鉄・マンガンバクテリア
出典: フリー百科事典『ウィキペディア(Wikipedia)』 (2019/10/09 11:41 UTC 版)
「化学合成生物」の記事における「鉄・マンガンバクテリア」の解説
詳細は「鉄バクテリア」を参照 深海において、鉄バクテリア(鉄酸化バクテリア)は、鉄(II)を鉄(III)に酸化することでエネルギーを得ている。この反応によって得られた電子が細胞のエネルギーとなり、光合成などで行われる光によるエネルギー獲得(phototrophism)の代わりになる。 通常、鉄バクテリアは、鉄分が高濃度の場所にのみ生息できる。たとえば新鮮な溶岩床や、鉄分を含む熱水活動のある場所などである。海洋のほとんどの場所では、溶存酸素による酸化作用と、原核生物の鉄分取り込み作用のため、鉄分が不足している。 溶岩床はマントル中の鉄を直接バクテリアに供給する。しかし形成されて間もない火成岩だけが、十分な水準の酸化されていない鉄分を供給することができる。さらに、この反応には酸素が必要であるため、これらのバクテリアは酸素がより豊富な海洋上層に多く存在する。 鉄バクテリアが鉄分を岩石から取り出す方法は、まだ正確にはわかっていない。おそらく酸化鉄(II)を岩石表面から優先して取り込むための、何らかの酵素や化合物が存在しているものと考えられている。岩石の風化が、どの程度生物的な作用によるか、無生物的な作用によるかも判断がついていない。 深海の熱水噴出口はまた、大量の溶解した鉄分を放出し、バクテリアの生存を可能にする。さらに、噴出口周辺の高い温度勾配は、それぞれの温度に適応した多種多様のバクテリアが共存することを可能にする。 化学合成独立栄養性バクテリアは、見逃されがちだが深海の生態系にとって重要な食料源を提供する。
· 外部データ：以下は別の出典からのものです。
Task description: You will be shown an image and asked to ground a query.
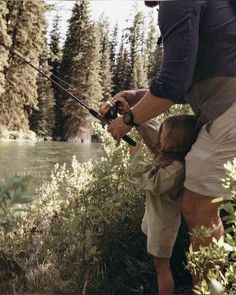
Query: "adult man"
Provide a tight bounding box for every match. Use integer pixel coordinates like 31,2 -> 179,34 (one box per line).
108,0 -> 236,268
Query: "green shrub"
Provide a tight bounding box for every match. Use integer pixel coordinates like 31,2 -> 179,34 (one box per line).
187,158 -> 236,295
0,128 -> 155,295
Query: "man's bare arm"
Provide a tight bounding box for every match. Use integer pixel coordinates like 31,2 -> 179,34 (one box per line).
131,91 -> 174,124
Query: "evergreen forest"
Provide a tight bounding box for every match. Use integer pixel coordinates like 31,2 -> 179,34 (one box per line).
0,0 -> 236,295
0,0 -> 161,142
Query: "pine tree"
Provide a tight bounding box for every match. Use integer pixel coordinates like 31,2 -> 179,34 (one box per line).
129,12 -> 147,89
49,15 -> 62,76
49,15 -> 61,137
146,15 -> 162,82
59,0 -> 102,142
113,35 -> 131,95
0,0 -> 10,97
110,23 -> 118,73
0,0 -> 45,131
98,16 -> 112,101
30,39 -> 55,137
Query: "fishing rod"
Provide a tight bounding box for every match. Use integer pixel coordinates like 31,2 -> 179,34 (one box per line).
0,41 -> 136,146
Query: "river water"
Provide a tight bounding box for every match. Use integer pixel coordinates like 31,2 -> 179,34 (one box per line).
0,141 -> 103,184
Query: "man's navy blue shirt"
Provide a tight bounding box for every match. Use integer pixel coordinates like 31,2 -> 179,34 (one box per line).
150,0 -> 236,103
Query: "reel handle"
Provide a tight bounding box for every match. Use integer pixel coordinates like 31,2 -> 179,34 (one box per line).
122,135 -> 137,146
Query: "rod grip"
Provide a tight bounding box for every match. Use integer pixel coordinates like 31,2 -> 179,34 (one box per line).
122,135 -> 137,146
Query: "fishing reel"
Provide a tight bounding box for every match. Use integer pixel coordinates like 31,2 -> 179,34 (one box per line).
99,100 -> 123,122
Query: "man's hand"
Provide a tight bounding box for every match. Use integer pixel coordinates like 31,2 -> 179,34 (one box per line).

それらが無い場合、深海生態系はわずかな太陽光と有機物を受け取るだけになる。 マンガン酸化バクテリアは、火成岩をほぼ同じような方法で使用する。マンガン(II)をマンガン(IV)に酸化するのである。海洋地殻中においては、マンガンは鉄よりはるかに少ない。しかし、火成岩のガラス成分から取り出すことはより容易である。さらに、マンガンの酸化においては、2個の電子が得られるので、鉄を酸化するときよりも倍のエネルギーが得られる。マンガン酸化バクテリアに関しては、研究や記録があまり無いので、未知の部分が多く残されている。